Голотвин тем временем лежал на правом берегу. Выжидал. Похоже, надеялся по темноте неожиданно проскочить на быстром Палаше. А как залп с верхней точки ударил, тут он медлить не стал. Плеткой поднял лошадей всех, кроме своего Палаша, пустил конным навстречу. Ударили по лошадкам нашим с двух сторон. А он тем временем вскочил на Палаша – и с разгона к обрыву, да еще его плеткой ожег.
Мы видели, как он летел в реку с верхней точки прижима. Красивое зрелище, хоть и жутковатое, потому что до воды было метров двадцать, не меньше. Брызги фонтаном, и все! Ни коня, ни Голотвина. Мы побежали вдоль берега… Точнее, побежал энкавэдэшник, а я едва тащилась следом. С правого берега стрельнули вразнобой для острастки, но уже далеко было.
В сумерках не нашли бы Голотвина, кабы не Палаш. Когда мы пробрались к реке, конь, ухватив Федора со спины за куртку, встряхивал, будто хотел сказать: вставай, мол, хозяин. Федор не подавал признаков жизни. Долго делали искусственное дыхание, отчаялись спасти, и вдруг тело содрогнулось, ударила фонтаном вода. А конь, понуро стоявший рядом, – утром мы обнаружили, что у него сломана нога, – всхрапнул негромко так, будто смеялся от радости. Мы переглянулись между собой, продолжая ворочать Голотвина со спины на живот, когда из него начала извергаться вода.

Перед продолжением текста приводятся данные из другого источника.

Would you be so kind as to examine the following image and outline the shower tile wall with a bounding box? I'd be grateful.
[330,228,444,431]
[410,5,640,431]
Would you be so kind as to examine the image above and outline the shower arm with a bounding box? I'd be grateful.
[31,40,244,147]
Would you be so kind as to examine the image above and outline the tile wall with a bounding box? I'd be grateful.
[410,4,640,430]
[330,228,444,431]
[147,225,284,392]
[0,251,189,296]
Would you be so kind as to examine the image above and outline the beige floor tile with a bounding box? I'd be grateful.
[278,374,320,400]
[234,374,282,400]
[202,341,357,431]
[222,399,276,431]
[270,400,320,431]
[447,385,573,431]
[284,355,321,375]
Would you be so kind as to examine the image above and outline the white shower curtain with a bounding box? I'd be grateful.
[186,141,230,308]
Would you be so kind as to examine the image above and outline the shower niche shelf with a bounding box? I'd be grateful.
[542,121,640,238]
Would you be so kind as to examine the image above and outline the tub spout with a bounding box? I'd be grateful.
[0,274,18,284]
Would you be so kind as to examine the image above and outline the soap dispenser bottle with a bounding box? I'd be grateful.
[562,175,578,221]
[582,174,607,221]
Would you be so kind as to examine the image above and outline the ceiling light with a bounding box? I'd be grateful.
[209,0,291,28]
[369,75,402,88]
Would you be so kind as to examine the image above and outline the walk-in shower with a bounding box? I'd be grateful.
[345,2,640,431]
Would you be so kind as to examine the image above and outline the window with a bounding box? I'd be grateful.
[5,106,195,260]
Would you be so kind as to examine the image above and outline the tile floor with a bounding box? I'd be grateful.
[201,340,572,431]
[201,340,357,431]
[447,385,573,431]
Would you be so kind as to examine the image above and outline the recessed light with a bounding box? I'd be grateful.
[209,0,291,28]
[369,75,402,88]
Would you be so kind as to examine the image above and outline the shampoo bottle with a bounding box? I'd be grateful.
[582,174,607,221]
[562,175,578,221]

Рано утром соорудили Палашу лубок на сломанную ногу, увязали туго ремнями. До ближайшего селения, что находилось вниз по течению Аргута, было около тридцати километров по лесистому бездорожью. Я не помню, как звали того молоденького энкавэдэшника. Он ушел один за подмогой, а мы остались.
Голотвин лежал сине-зеленый, мелко подрагивал от утренней свежести, и ему нечем было помочь, кроме собственного тепла. И я согревала его, как могла. У нас не было ни спичек, ни провианта. Благо, что имелся хоть нож да бесполезный наган, из него я и в курицу не попала бы с десяти шагов. Я взялась сооружать из веток шалаш с толстой подстилкой из сухой осоки, что росла обильно вдоль пересыхающей старицы.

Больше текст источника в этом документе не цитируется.